Movie Recommendation System based on Item based Collaborative Filtering
By:

Vaishnavi Gupta (N019)
Khushi Vora (N078)
Shubham Nagar (C023)
Navin Sada (C054)
A Recommendation System is a filtration program whose prime goal is to predict the “rating” or “preference” of a user towards a domain-specific item or item.

There are mainly three types of recommendation systems:

1) Content based recommendation system: The algorithm recommends products that are similar to the ones that a user has liked in the past. This similarity (generally cosine similarity) is computed from the data we have about the items as well as the user’s past preferences.

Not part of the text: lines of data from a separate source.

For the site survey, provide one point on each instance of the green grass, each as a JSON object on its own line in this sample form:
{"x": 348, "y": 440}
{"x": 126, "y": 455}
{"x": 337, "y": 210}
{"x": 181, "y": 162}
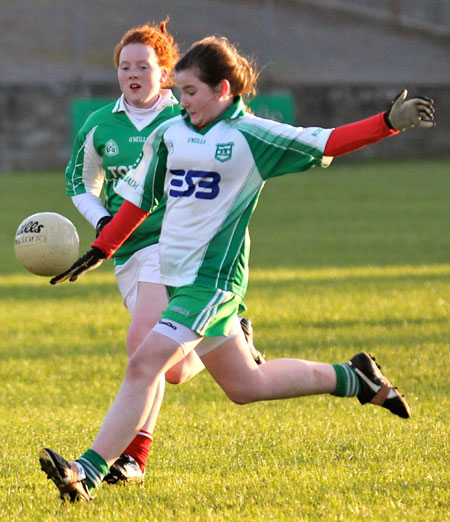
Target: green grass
{"x": 348, "y": 259}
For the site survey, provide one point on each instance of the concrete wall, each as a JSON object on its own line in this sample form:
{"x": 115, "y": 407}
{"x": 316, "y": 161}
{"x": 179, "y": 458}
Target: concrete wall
{"x": 36, "y": 134}
{"x": 340, "y": 65}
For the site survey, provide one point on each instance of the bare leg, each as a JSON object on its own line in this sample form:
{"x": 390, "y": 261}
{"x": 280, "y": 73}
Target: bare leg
{"x": 244, "y": 381}
{"x": 136, "y": 395}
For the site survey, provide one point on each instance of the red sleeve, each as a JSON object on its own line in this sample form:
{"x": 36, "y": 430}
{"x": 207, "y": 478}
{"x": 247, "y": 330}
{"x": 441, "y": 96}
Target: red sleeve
{"x": 353, "y": 136}
{"x": 120, "y": 228}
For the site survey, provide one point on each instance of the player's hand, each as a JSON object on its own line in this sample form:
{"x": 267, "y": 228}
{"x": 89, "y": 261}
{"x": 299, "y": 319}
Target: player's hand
{"x": 90, "y": 261}
{"x": 102, "y": 222}
{"x": 416, "y": 112}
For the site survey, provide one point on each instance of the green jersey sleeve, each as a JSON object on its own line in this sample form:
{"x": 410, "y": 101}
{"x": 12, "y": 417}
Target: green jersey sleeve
{"x": 280, "y": 149}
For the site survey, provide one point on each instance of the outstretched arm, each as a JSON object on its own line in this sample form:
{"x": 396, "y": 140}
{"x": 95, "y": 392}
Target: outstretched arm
{"x": 416, "y": 112}
{"x": 113, "y": 235}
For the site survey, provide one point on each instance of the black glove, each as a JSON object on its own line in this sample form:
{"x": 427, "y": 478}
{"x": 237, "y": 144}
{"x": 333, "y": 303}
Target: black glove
{"x": 102, "y": 222}
{"x": 90, "y": 261}
{"x": 416, "y": 112}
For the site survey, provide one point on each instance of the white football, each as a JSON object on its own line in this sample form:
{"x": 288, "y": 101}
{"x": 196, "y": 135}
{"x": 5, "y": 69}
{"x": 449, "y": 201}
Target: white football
{"x": 46, "y": 243}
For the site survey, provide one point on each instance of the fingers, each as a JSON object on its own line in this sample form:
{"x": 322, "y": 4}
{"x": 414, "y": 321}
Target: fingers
{"x": 58, "y": 279}
{"x": 425, "y": 111}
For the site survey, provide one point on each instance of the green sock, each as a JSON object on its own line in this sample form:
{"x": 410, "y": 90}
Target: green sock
{"x": 347, "y": 381}
{"x": 95, "y": 467}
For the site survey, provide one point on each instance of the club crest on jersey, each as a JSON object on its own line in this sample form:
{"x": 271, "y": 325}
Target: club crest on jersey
{"x": 111, "y": 148}
{"x": 224, "y": 151}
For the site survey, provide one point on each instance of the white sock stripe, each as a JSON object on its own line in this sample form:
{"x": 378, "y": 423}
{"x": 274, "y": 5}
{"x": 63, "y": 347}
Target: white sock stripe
{"x": 146, "y": 434}
{"x": 349, "y": 380}
{"x": 352, "y": 385}
{"x": 91, "y": 472}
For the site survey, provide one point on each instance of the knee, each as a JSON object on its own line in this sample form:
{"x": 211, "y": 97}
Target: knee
{"x": 240, "y": 395}
{"x": 135, "y": 337}
{"x": 175, "y": 376}
{"x": 136, "y": 370}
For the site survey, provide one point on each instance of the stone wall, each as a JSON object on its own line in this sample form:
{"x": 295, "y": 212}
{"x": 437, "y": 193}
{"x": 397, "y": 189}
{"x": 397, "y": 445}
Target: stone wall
{"x": 36, "y": 122}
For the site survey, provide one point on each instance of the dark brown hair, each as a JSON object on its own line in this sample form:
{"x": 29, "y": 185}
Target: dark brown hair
{"x": 156, "y": 37}
{"x": 216, "y": 59}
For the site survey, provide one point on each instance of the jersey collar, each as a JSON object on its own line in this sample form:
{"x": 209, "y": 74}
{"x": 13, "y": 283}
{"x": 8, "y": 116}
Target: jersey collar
{"x": 235, "y": 111}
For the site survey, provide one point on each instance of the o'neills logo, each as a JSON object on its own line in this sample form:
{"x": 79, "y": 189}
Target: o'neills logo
{"x": 167, "y": 323}
{"x": 224, "y": 151}
{"x": 111, "y": 148}
{"x": 30, "y": 227}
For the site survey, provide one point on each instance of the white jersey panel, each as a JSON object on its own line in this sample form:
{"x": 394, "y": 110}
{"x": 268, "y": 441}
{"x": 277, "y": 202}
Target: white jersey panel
{"x": 200, "y": 201}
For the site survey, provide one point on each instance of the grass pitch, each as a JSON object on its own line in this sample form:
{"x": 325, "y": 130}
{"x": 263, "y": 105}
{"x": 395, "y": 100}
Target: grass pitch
{"x": 352, "y": 258}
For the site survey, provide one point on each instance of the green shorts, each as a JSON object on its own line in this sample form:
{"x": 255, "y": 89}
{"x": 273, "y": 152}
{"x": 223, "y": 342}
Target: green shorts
{"x": 207, "y": 311}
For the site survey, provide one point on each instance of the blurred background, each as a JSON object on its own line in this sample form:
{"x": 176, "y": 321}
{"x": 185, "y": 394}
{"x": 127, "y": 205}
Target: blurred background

For example, if a user likes movies such as ‘The Prestige’ then we can recommend him the movies of ‘Christian Bale’ or movies with the genre ‘Thriller’ or maybe even movies directed by ‘Christopher Nolan’.So what happens here the recommendation system checks the past preferences of the user and find the film “The Prestige”, then tries to find similar movies to that using the information available in the database such as the lead actors, the director, genre of the film, production house, etc and based on this information find movies similar to “The Prestige”.

2) Collaborative recommendation system: This filtration strategy is based on the combination of the user’s behavior and comparing and contrasting that with other users’ behavior in the database. The history of all users plays an important role in this algorithm. The main difference between content-based filtering and collaborative filtering that in the latter, the interaction of all users with the items influences the recommendation algorithm while for content-based filtering only the concerned user’s data is taken into account. There are multiple ways to implement collaborative filtering but the main concept to be grasped is that in collaborative filtering multiple user’s data influences the outcome of the recommendation. and doesn’t depend on only one user’s data for modeling.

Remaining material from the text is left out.